Il existe donc un doute sur l’existence d’un éventuel empiétement par rapport au bornage réalisé le 4 novembre 2024 et les époux [C] ont un intérêt légitime à la demande d’expertise, leur action liée à un éventuel empiétement qu’il convient de déterminer, n’étant pas manifestement vouée à l’échec.
Sur les autres demandes :
Les demandes formées au visa de l’article 700 du code de procédure civile seront rejetées.

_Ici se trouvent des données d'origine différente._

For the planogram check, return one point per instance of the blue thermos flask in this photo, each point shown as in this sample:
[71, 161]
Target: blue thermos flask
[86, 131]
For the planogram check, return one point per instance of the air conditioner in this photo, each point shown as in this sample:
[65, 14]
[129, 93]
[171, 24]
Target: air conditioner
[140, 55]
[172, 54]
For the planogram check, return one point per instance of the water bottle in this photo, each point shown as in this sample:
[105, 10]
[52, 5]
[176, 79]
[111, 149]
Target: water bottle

Les époux [O] supporteront les dépens d’appel.
PAR CES MOTIFS :
La cour statuant publiquement, par décision contradictoire :
— Confirme l’ordonnance du 9 juillet 2025 sauf en ce qu’elle rejette la demande de Mme et M. [C] portant sur l’organisation d’une mesure d’instruction ;
Statuant à nouveau sur ce chef :
— Ordonne une mesure d’expertise et désigne pour y procéder M. [Z] [T], résidant [Adresse 3] à [Localité 1] avec pour mission de :
* prendre connaissance des documents produits par les partiesainsi que du dossier du permis de construire autorisant Mme et M. [O] à faire construire une extension de leur maison d’habitation sise au [Adresse 4] à [Localité 1],
* se rendre sur les lieux,
* décrire les travaux réalisée et les restes éventuels du mur mitoyen,
* prendre connaissance des procès-verbaux de bornage et de reconnaissance de limite de propriétés dressés concernant les deux fonds cadastrés parcelles section HL, n°[Cadastre 1] et [Cadastre 2],
* dire si les travaux d’extension empiètent ou non sur le fond des époux [C] tant par le mur érigé qu’au regard des fondations de ce mur ou encore de l’habillage éventuel de celui-ci,
* donner toutes information utile,
— Dit que l’expert devra adresser aux parties un document de synthèse, ou pré-rapport :
* Fixant, sauf circonstances particulières, la date ultime de dépôt des dernières observations des parties sur le document de synthèse, lesquelles disposeront d’un délai de 4 semaines à compter de la transmission du rapport ;
* Rappelant aux parties, au visa de l’article 276 alinéa 2 du code de procédure civile, qu’il n’est pas tenu de prendre en compte les observations transmises au-delà du terme qu’il fixe ;
— Dit que l’expert répondra de manière précise et circonstanciée à ces dernières observations ou réclamations qui devront être annexées au rapport définitif dans lequel devront figurer impérativement :
* La liste exhaustive des pièces par lui consultées ;
* Le nom des personnes convoquées aux opérations d’expertise en précisant pour chacune d’elles la date d’envoi de la convocation la concernant et la forme de cette convocation ;
* Le nom des personnes présentes à chacune des réunions d’expertise,
* La date de chacune des réunions tenues,
* Les déclarations des tiers entendus par lui, en mentionnant leur identité complète, leur qualité et leurs liens éventuels avec les parties,
* Le cas échéant, l’identité du technicien dont il s’est adjoint le concours, ainsi que le document qu’il aura établi de ses constatations et avis (lequel devra également être joint à la note de synthèse ou au projet de rapport),
— Fixe à la somme de 3 000 euros, le montant de la provision à valoir sur les frais d’expertise qui devra être consignée par Mme et M. [C] à la régie d’avances et de recettes du tribunal judiciaire de Dijon avant le 30 avril 2026 ;
— Dit que faute de consignation dans ce délai impératif, la désignation de l’expert sera caduque et privée de tout effet ;
— Désigne le magistrat chargé du contrôle des expertises du tribunal judiciaire de Dijon pour contrôler les opérations d’expertise ;
Y ajoutant :
— Vu l’article 700 du code de procédure civile, rejette les demandes ;
— Condamne Mme et M. [O] aux dépens d’appel.